Summary. The paper presents ACHEM, a software-based real-time digital twin framework for end-to-end wireless channel and radio emulation targeted at USRP-based SDR systems. It claims to support multi-transmitter/receiver MIMO setups, heterogeneous sampling rates, real-time node mobility via vehicle emulation, antenna radiation patterns, and multiple channel models, enabling full I/Q-level emulation of any USRP-based system in a pure digital environment without physical hardware. The framework is validated through integration with GNU Radio, srsRAN 4G/5G, and OpenAirInterface.

Significance. If the generated I/Q samples prove sufficiently faithful, ACHEM could lower barriers to wireless system development by replacing costly physical testbeds with a reproducible digital twin environment that runs production full-stack code. The real-time capability and direct compatibility with open-source SDR stacks represent practical strengths for prototyping and optimization workflows.

major comments (2)
  1. [Validation section] Validation section (and abstract): The manuscript states that ACHEM was 'validated with' GNU Radio, srsRAN, and OpenAirInterface, yet supplies no quantitative fidelity metrics such as EVM, I/Q NMSE, throughput deltas, or packet-error-rate curves comparing emulated versus physical-hardware runs under identical mobility and channel traces.

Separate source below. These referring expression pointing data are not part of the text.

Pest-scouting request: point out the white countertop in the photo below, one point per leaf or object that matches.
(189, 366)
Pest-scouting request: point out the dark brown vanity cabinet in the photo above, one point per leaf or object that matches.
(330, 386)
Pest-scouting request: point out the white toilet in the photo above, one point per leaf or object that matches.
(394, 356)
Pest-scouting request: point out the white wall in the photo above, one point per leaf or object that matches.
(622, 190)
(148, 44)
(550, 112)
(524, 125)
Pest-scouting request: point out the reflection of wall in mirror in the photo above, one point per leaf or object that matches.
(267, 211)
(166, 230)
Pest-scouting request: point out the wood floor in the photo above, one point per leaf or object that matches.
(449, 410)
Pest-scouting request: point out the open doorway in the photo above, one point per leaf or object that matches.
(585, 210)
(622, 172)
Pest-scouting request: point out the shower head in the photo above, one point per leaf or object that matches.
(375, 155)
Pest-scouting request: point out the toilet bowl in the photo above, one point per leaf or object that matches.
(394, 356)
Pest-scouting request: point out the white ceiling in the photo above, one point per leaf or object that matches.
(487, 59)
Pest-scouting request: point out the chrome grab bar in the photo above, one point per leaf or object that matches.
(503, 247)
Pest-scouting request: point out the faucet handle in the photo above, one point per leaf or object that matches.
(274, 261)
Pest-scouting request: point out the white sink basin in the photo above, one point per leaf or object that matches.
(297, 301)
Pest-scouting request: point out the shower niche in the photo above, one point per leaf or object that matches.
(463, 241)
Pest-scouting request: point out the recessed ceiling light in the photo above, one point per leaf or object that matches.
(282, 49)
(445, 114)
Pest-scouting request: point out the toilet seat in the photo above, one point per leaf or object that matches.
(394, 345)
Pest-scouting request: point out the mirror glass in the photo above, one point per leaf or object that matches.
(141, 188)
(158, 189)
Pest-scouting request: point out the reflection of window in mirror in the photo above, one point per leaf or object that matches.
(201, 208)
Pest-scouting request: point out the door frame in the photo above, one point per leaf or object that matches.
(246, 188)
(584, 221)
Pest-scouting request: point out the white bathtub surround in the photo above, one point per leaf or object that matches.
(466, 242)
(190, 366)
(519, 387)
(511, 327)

This evidence is load-bearing for the central claim that any USRP-based system can be 'fully emulated at the I/Q level' such that production code exhibits identical MAC/PHY behavior.
  2. [§3] §3 (Emulation Architecture) and mobility subsection: The real-time vehicle-emulation and time-varying channel blocks are described at a high level, but no analysis is given of how Doppler, phase noise, and multipath statistics are preserved under the chosen sampling-rate heterogeneity and real-time constraints; without such characterization, it is unclear whether the I/Q output statistics remain close enough for the 'full emulation' guarantee.
minor comments (2)
  1. Figure captions and architecture diagrams would benefit from explicit labels indicating data-flow direction and sampling-rate conversion points to improve readability for readers implementing the toolkit.
  2. [Abstract] The abstract's phrasing that the framework is 'the first' such environment should be tempered with a brief related-work comparison to existing channel emulators (e.g., those based on ns-3 or MATLAB) to clarify the precise novelty.

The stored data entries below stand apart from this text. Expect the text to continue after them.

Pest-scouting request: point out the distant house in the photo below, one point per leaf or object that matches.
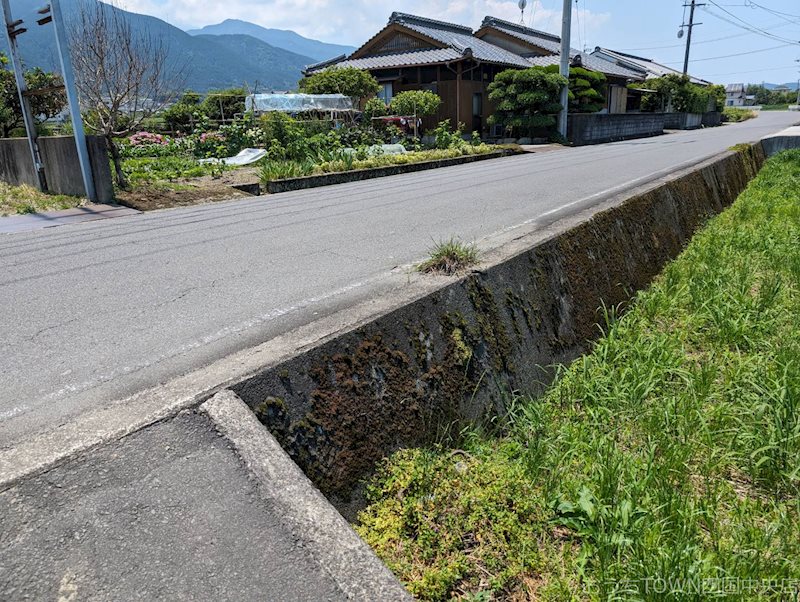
(736, 95)
(649, 66)
(543, 49)
(415, 53)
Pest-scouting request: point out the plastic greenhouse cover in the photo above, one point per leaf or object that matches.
(298, 103)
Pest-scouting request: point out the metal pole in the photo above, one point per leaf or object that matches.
(67, 73)
(689, 38)
(566, 32)
(22, 89)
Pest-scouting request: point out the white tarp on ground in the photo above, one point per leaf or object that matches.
(246, 157)
(298, 103)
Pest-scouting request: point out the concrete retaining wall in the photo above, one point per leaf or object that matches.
(683, 121)
(455, 353)
(599, 128)
(61, 165)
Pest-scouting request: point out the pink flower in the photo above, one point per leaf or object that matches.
(146, 138)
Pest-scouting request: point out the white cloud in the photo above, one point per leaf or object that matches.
(349, 21)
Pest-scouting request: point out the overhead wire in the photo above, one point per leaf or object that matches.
(744, 24)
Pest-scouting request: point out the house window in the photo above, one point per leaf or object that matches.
(386, 92)
(477, 104)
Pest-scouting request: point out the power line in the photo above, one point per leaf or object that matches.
(788, 16)
(727, 56)
(711, 41)
(753, 71)
(744, 24)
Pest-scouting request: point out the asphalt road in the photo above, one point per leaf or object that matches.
(95, 312)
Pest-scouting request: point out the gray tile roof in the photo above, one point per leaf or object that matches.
(652, 68)
(552, 43)
(400, 59)
(542, 39)
(459, 38)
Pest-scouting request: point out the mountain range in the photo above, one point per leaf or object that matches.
(231, 54)
(791, 85)
(279, 38)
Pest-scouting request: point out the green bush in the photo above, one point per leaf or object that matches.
(736, 115)
(151, 170)
(355, 83)
(182, 116)
(281, 170)
(415, 102)
(526, 100)
(679, 93)
(587, 89)
(375, 107)
(224, 104)
(445, 137)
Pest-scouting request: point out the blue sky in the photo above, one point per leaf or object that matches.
(763, 34)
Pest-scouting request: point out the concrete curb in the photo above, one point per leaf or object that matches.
(48, 449)
(325, 533)
(378, 172)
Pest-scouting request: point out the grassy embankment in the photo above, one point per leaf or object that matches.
(736, 115)
(671, 451)
(23, 199)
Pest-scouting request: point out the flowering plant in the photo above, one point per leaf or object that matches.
(147, 138)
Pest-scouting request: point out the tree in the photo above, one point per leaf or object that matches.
(222, 105)
(587, 89)
(375, 107)
(181, 116)
(355, 83)
(416, 102)
(677, 93)
(46, 104)
(526, 99)
(123, 76)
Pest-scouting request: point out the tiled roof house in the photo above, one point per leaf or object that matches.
(413, 53)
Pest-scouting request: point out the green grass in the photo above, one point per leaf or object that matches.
(671, 451)
(736, 115)
(152, 170)
(15, 200)
(278, 170)
(450, 257)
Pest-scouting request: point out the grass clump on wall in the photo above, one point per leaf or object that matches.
(666, 460)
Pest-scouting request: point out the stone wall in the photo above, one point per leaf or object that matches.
(61, 166)
(683, 121)
(598, 128)
(712, 119)
(455, 354)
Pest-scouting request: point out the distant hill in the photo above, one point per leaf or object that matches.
(790, 85)
(212, 61)
(280, 38)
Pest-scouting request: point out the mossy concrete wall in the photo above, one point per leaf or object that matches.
(457, 352)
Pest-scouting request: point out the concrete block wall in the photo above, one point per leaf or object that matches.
(599, 128)
(61, 165)
(456, 353)
(683, 121)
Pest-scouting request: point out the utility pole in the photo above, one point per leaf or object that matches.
(566, 32)
(691, 26)
(53, 13)
(13, 29)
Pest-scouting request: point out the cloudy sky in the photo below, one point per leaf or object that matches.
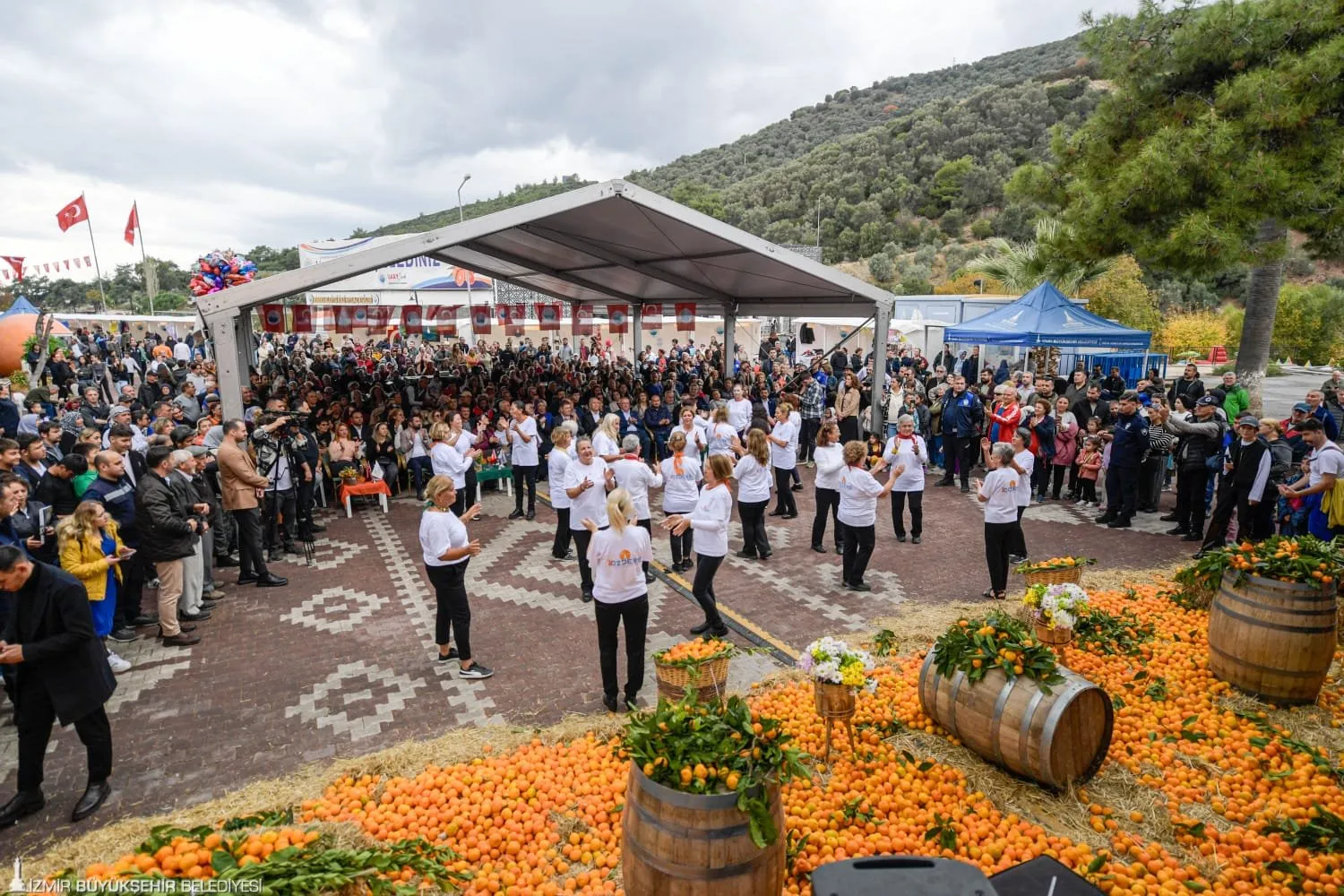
(236, 123)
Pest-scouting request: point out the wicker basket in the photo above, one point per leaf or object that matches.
(709, 678)
(1053, 635)
(1055, 576)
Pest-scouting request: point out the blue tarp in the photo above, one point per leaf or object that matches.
(1045, 316)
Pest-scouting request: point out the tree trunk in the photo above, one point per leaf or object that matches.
(1261, 308)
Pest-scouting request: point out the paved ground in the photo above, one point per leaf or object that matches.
(338, 662)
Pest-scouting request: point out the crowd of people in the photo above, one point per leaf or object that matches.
(120, 473)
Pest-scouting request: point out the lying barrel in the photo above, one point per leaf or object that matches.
(1274, 640)
(676, 844)
(1058, 737)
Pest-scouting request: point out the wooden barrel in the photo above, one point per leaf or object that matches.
(1274, 640)
(1058, 737)
(676, 844)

Simulated Author's Rebuttal

2 responses · 0 unresolved

We thank the referee for the constructive feedback and the recommendation for major revision. We address each major comment point by point below and will revise the manuscript accordingly to strengthen the validation and analysis sections.

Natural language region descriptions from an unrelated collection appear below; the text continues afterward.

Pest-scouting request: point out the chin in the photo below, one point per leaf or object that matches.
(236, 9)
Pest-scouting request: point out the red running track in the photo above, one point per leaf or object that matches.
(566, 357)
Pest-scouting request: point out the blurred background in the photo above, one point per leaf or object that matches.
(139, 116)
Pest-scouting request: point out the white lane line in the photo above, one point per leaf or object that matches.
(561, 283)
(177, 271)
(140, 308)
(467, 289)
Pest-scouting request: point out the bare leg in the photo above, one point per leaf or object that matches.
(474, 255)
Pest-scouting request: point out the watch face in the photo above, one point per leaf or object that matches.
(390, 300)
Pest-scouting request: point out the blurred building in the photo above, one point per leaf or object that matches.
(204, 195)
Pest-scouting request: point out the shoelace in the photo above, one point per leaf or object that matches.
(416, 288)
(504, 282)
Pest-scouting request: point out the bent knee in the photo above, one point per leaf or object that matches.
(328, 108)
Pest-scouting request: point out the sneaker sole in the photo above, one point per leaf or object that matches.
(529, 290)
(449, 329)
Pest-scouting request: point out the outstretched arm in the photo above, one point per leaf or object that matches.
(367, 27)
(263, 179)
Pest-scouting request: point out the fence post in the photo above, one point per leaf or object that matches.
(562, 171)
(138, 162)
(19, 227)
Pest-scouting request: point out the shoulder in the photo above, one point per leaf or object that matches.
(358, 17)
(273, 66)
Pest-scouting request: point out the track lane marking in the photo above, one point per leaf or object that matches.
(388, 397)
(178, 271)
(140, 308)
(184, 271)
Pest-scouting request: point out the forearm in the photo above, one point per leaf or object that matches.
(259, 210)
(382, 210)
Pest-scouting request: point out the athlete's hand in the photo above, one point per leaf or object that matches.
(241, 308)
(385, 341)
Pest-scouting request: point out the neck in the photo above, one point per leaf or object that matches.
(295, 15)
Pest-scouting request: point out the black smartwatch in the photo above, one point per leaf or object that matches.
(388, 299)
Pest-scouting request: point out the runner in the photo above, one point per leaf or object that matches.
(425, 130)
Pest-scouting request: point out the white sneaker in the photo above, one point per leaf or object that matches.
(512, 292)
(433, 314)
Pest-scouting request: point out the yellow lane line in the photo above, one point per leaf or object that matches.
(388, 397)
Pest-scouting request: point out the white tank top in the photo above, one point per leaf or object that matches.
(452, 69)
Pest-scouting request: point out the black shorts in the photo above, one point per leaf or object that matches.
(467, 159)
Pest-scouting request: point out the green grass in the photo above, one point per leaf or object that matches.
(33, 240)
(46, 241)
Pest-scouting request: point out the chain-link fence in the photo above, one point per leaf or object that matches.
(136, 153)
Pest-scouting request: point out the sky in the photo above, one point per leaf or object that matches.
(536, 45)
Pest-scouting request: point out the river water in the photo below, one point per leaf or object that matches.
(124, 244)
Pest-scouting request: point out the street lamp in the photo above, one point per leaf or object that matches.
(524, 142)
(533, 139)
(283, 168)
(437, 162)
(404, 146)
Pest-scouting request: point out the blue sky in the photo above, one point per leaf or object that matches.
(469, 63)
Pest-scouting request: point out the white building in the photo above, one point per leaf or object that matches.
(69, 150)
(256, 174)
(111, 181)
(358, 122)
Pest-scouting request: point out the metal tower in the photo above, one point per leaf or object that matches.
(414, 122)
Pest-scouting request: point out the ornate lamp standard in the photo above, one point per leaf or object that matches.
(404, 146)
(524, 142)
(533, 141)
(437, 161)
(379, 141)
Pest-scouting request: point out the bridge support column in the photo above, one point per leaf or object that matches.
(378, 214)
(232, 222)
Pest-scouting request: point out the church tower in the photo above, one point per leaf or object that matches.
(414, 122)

read point-by-point responses
  1. Referee: [Validation section] Validation section (and abstract): The manuscript states that ACHEM was 'validated with' GNU Radio, srsRAN, and OpenAirInterface, yet supplies no quantitative fidelity metrics such as EVM, I/Q NMSE, throughput deltas, or packet-error-rate curves comparing emulated versus physical-hardware runs under identical mobility and channel traces. This evidence is load-bearing for the central claim that any USRP-based system can be 'fully emulated at the I/Q level' such that production code exhibits identical MAC/PHY behavior.

    Authors: We agree that the current validation, which demonstrates successful integration and identical higher-layer behavior with production stacks, would be strengthened by direct quantitative fidelity metrics. The manuscript's emphasis was on end-to-end compatibility without physical hardware, but to address this load-bearing concern we will add comparative experiments in the revised validation section. These will include EVM and I/Q NMSE for controlled waveforms, plus throughput and PER curves for srsRAN under matched emulated versus physical channel and mobility traces. revision: yes

  2. Referee: [§3] §3 (Emulation Architecture) and mobility subsection: The real-time vehicle-emulation and time-varying channel blocks are described at a high level, but no analysis is given of how Doppler, phase noise, and multipath statistics are preserved under the chosen sampling-rate heterogeneity and real-time constraints; without such characterization, it is unclear whether the I/Q output statistics remain close enough for the 'full emulation' guarantee.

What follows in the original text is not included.